0todd0000 / spm1dmatlab

One-Dimensional Statistical Parametric Mapping in Matlab.
GNU General Public License v3.0
27 stars 13 forks source link

General linear model #20

Closed SinaDavid closed 8 years ago

SinaDavid commented 8 years ago

Hey all, I want to use the general linear model function and have multiple independent variables. When I checked the example which is attached to the glm.m there is only one independent variable. I modified x to have 6 variables and tried to change to code, but got errors.

From the example I do not understand what nFactors is, as there are only 3 walking speeds... It would be really helpful if you could give me a short explanation to these code lines nFactors = 4; X = zeros(nCurves, nFactors); X(:,1) = x; X(:,2) = 1; X(:,3) = linspace(0, 1, nCurves); X(:,4) = sin( linspace(0, pi, nCurves) );

Do I have to create a 3 dimensional matrix, one of the X matrix for each independent variable? Kind regards,

Sina

0todd0000 commented 8 years ago

Hi Sina,

Thanks for your question. Roughly speaking nFactors is the number of experimental factors. More precisely it is it the number of continuous experimental factors plus the total number of levels of categorical factors. This might be easier to understand by example:

  1. Two-sample t test. Imagine five observations for each of two groups. The independent variable is GROUP and there are two categorical levels of GROUP: Group1 and Group2. The design matrix is indicated below. There are two columns, one for each categorical level. untitled 2
  2. Simple linear regression. Imagine that five values of the independent variable (e.g. body mass) are: 70, 65, 80, 79, and 73, respectively. The design matrix is indicated below. There are two columns, one for the continuous independent variable (body mass) and one for the intercept. untitled
  3. Cited example. There are four columns in the design matrix. The first two represent simple linear regression just like example 2 above. The third and fourth columns represent continuous nuisance factors: a linear one and a sinusoidal one.

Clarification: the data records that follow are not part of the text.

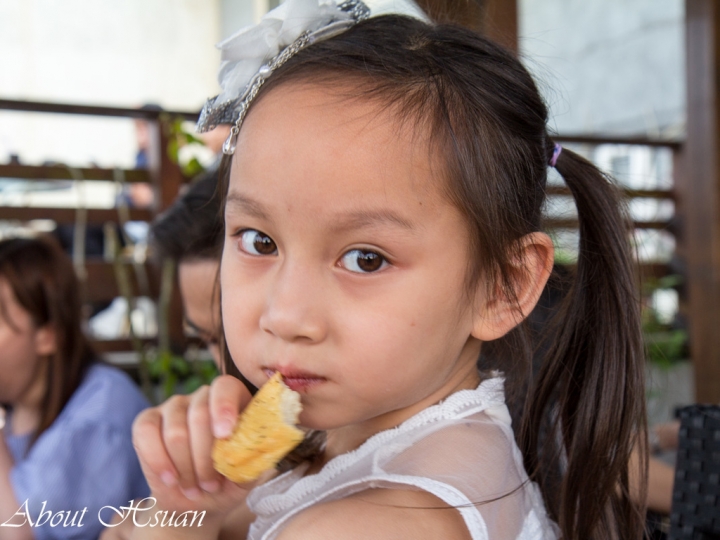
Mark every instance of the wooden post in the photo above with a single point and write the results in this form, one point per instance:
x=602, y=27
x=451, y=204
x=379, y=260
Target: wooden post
x=700, y=194
x=167, y=180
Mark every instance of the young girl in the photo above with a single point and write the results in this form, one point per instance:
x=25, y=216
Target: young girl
x=66, y=447
x=383, y=214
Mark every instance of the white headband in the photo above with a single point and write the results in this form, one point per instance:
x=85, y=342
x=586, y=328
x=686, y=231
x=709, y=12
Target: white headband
x=252, y=54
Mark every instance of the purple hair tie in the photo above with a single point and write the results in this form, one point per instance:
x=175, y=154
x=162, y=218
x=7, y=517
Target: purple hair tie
x=556, y=154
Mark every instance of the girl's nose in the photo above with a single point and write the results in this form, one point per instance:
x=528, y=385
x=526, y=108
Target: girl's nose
x=293, y=306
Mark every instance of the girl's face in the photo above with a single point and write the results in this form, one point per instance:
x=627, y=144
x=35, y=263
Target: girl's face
x=22, y=346
x=344, y=266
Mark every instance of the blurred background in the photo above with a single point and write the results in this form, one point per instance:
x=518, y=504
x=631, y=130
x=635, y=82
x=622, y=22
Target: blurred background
x=98, y=99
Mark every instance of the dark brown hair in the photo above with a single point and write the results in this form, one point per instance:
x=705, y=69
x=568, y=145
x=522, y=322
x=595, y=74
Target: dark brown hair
x=43, y=281
x=487, y=123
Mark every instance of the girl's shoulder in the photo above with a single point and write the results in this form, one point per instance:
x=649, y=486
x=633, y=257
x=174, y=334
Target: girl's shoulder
x=106, y=396
x=379, y=514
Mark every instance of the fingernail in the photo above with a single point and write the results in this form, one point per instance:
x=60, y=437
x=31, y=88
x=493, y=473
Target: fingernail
x=210, y=487
x=223, y=429
x=191, y=493
x=168, y=479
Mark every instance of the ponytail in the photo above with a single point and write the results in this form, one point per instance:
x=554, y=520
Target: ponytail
x=593, y=371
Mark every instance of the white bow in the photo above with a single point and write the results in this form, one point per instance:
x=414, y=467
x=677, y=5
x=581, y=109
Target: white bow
x=253, y=46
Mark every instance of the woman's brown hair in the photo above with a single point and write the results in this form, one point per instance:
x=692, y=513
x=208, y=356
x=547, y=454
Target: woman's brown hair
x=43, y=281
x=487, y=123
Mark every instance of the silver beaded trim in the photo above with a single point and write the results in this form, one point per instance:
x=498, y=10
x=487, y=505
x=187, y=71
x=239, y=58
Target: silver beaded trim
x=233, y=111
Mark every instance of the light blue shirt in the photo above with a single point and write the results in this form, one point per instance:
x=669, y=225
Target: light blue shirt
x=84, y=460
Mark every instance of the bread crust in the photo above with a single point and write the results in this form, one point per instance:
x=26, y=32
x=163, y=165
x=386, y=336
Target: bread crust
x=261, y=437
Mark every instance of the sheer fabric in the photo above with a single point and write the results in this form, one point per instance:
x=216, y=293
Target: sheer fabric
x=461, y=450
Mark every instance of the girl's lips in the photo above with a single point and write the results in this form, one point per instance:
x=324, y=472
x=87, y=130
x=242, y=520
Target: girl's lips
x=299, y=381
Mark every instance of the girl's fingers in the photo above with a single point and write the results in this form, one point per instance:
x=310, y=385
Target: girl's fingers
x=201, y=440
x=156, y=463
x=228, y=396
x=176, y=435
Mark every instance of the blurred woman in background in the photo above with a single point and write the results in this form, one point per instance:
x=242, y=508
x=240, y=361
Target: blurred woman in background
x=66, y=444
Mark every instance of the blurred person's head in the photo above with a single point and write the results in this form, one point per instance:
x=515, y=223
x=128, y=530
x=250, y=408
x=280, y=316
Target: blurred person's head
x=191, y=233
x=43, y=351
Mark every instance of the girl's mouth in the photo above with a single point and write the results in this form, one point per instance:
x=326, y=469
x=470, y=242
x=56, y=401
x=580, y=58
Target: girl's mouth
x=299, y=381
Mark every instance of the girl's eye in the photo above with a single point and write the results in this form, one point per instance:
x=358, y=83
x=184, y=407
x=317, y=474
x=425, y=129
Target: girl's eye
x=363, y=261
x=256, y=243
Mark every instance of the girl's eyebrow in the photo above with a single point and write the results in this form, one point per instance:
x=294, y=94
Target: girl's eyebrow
x=355, y=219
x=367, y=218
x=237, y=202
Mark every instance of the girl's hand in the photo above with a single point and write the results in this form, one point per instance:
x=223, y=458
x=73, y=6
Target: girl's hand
x=174, y=443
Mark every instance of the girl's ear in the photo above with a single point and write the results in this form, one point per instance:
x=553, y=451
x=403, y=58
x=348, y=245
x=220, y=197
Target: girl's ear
x=45, y=340
x=532, y=265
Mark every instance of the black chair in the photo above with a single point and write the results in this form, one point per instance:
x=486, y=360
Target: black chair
x=695, y=511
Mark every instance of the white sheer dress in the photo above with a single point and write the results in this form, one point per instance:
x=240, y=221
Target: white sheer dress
x=461, y=450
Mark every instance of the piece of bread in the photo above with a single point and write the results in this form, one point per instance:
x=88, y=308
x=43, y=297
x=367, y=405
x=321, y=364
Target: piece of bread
x=264, y=434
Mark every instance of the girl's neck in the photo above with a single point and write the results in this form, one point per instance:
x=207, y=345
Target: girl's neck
x=348, y=438
x=26, y=411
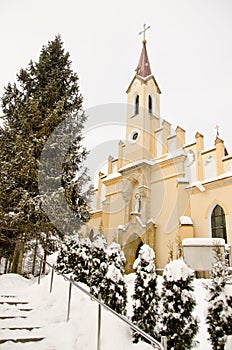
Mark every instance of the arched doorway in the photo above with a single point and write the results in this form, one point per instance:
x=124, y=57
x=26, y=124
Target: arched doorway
x=218, y=223
x=138, y=249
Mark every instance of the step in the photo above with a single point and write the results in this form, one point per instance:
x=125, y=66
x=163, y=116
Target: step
x=21, y=335
x=13, y=302
x=14, y=328
x=20, y=339
x=5, y=317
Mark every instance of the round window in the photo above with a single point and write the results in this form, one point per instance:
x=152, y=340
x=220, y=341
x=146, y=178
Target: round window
x=134, y=136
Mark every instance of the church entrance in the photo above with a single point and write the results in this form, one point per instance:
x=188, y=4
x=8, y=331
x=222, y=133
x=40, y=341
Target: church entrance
x=218, y=223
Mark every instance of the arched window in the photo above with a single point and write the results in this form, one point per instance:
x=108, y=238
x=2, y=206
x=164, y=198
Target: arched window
x=138, y=249
x=136, y=104
x=150, y=105
x=218, y=223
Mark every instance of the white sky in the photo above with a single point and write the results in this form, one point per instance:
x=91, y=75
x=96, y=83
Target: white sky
x=189, y=47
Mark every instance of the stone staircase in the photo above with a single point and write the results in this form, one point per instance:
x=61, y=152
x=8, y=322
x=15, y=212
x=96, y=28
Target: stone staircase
x=15, y=326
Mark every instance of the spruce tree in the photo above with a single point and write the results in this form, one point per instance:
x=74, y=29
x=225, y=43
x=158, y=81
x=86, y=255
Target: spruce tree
x=219, y=312
x=45, y=95
x=145, y=297
x=177, y=321
x=115, y=292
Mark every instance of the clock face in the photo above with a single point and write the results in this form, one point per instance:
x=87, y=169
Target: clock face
x=134, y=136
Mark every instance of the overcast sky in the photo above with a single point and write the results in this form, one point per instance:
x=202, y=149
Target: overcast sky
x=189, y=46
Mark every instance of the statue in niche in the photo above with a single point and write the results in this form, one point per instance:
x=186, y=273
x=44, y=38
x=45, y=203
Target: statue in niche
x=138, y=203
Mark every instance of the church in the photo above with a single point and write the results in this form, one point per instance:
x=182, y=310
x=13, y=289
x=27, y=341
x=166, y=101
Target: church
x=160, y=189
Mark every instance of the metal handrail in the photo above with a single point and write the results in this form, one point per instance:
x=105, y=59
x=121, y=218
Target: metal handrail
x=153, y=342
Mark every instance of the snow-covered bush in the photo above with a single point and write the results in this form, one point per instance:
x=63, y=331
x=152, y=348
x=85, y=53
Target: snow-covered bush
x=177, y=321
x=219, y=312
x=114, y=293
x=73, y=258
x=98, y=266
x=82, y=268
x=67, y=255
x=145, y=297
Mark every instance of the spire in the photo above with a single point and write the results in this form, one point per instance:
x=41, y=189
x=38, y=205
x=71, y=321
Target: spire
x=144, y=69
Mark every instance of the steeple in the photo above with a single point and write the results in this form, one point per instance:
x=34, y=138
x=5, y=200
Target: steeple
x=143, y=69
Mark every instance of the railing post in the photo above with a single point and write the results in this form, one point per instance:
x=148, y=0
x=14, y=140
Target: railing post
x=40, y=269
x=52, y=276
x=99, y=325
x=69, y=299
x=164, y=342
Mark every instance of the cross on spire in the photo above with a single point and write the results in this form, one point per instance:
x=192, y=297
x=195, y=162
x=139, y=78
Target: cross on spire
x=144, y=32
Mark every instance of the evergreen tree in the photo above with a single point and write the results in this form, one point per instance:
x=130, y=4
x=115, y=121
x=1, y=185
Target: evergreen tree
x=82, y=267
x=67, y=257
x=115, y=293
x=219, y=313
x=45, y=95
x=177, y=321
x=145, y=298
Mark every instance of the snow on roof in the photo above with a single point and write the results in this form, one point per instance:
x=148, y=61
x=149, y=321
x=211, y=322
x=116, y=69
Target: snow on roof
x=165, y=157
x=111, y=176
x=176, y=270
x=198, y=184
x=203, y=242
x=185, y=220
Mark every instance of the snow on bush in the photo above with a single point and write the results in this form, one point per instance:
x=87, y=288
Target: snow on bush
x=219, y=312
x=177, y=321
x=115, y=292
x=145, y=298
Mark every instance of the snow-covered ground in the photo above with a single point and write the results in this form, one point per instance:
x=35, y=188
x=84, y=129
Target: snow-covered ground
x=50, y=311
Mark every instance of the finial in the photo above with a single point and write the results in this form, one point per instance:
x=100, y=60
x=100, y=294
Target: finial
x=144, y=31
x=217, y=128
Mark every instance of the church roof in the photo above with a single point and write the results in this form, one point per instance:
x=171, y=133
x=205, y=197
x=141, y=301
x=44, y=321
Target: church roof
x=144, y=69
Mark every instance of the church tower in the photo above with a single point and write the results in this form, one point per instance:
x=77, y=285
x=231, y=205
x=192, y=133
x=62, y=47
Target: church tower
x=143, y=111
x=160, y=190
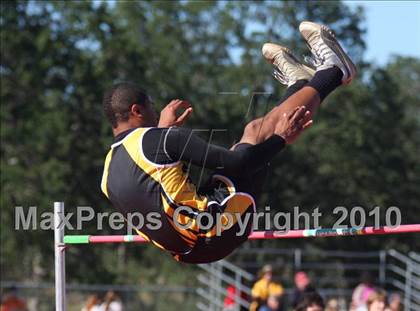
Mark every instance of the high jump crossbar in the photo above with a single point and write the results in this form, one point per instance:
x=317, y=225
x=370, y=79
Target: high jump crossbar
x=62, y=240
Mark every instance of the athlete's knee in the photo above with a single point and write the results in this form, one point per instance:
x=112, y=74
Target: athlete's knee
x=253, y=127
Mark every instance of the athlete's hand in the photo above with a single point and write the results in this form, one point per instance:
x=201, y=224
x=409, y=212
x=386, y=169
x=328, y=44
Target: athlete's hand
x=168, y=116
x=292, y=125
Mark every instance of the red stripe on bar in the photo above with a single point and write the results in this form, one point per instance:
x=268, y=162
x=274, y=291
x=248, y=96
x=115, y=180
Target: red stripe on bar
x=278, y=234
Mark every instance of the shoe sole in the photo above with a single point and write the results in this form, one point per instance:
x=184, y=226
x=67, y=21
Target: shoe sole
x=328, y=37
x=289, y=53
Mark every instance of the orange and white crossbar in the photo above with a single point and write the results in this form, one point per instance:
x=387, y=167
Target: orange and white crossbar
x=62, y=240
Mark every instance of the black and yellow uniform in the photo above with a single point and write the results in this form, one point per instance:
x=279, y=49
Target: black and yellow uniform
x=144, y=172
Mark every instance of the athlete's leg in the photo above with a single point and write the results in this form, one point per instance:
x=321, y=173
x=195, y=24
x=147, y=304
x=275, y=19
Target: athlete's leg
x=334, y=67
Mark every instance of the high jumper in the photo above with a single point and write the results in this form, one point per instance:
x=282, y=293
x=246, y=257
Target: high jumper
x=145, y=172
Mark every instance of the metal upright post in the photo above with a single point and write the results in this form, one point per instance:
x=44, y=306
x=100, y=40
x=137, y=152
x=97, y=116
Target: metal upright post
x=60, y=272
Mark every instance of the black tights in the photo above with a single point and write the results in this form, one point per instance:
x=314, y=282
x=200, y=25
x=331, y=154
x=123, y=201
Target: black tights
x=252, y=183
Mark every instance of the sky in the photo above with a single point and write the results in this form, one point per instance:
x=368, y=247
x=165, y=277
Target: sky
x=393, y=27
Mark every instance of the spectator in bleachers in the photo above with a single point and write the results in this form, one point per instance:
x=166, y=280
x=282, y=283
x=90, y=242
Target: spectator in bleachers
x=332, y=305
x=230, y=300
x=394, y=302
x=264, y=288
x=302, y=286
x=273, y=304
x=311, y=301
x=92, y=303
x=376, y=300
x=362, y=292
x=11, y=301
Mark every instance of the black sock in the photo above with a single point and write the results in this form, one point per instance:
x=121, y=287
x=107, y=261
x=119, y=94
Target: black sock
x=326, y=81
x=293, y=89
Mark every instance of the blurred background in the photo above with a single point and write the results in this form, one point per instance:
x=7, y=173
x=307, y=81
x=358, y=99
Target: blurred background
x=58, y=57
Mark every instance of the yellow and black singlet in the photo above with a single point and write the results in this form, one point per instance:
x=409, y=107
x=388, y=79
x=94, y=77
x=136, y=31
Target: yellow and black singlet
x=145, y=173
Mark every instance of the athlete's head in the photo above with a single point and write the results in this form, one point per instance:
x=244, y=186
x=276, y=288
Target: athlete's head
x=127, y=105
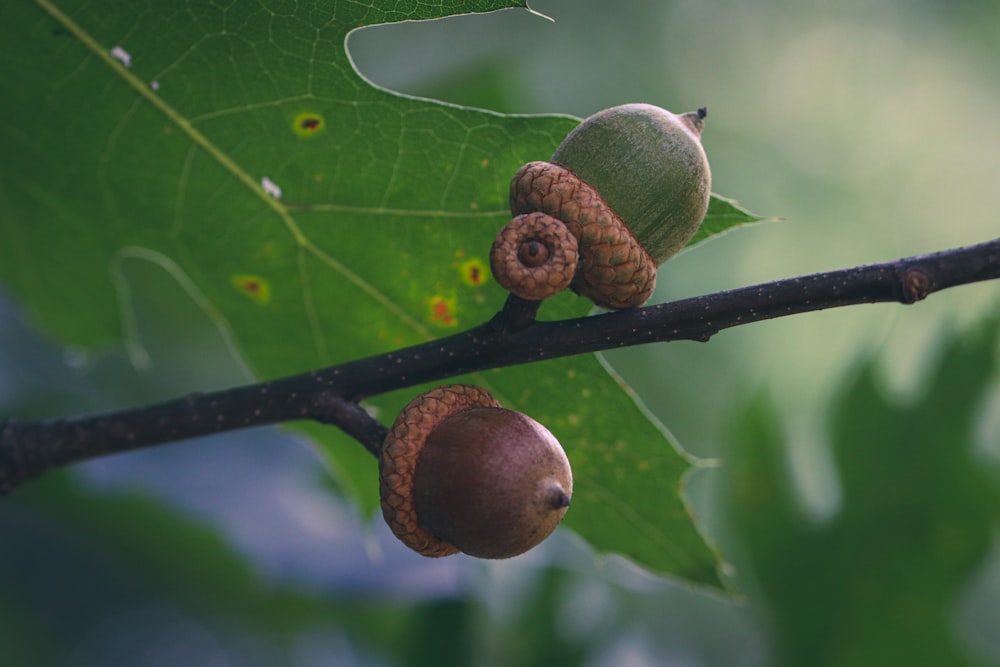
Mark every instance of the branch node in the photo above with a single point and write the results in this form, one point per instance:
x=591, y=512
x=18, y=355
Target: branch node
x=915, y=284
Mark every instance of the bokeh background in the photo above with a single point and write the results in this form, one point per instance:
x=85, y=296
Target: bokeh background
x=856, y=499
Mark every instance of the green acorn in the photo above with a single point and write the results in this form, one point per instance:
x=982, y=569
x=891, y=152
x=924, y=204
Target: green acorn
x=631, y=183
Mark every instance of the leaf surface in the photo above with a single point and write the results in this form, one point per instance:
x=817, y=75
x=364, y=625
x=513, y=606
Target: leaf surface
x=314, y=218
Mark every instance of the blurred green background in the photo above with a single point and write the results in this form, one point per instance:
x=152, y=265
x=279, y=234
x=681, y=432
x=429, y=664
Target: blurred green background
x=857, y=496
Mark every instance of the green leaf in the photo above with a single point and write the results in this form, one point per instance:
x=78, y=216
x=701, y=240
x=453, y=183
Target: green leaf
x=874, y=584
x=163, y=134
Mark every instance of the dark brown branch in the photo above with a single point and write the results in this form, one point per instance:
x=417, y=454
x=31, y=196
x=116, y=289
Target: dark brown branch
x=513, y=337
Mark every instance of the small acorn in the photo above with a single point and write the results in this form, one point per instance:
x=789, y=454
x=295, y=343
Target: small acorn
x=632, y=183
x=460, y=473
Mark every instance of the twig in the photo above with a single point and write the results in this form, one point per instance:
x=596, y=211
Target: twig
x=513, y=337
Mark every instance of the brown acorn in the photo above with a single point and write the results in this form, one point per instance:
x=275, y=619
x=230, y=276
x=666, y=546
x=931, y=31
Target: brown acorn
x=460, y=473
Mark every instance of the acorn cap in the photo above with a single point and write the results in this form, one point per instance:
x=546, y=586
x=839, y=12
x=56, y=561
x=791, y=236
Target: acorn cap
x=649, y=166
x=398, y=460
x=615, y=270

Regarding the error you mention, if the discussion above doesn't solve the problem, then please send some more details about the error. The following would be good:

Cheers,

Todd

SinaDavid commented 8 years ago

Hey Todd! Thanks for this quick answer. With your advise I made it work. Maybe you can just help me with the interpretation. My dataset is like this: independent parameters for 17 subjects: one that is categorical (0 and 1 = 2 levels) and one that is continuous, I'm not sure how to answer the question about having a nuisance variable, but it sounds important... My dependent variable is a set of forces normalized to 101 data points for 17 subjects.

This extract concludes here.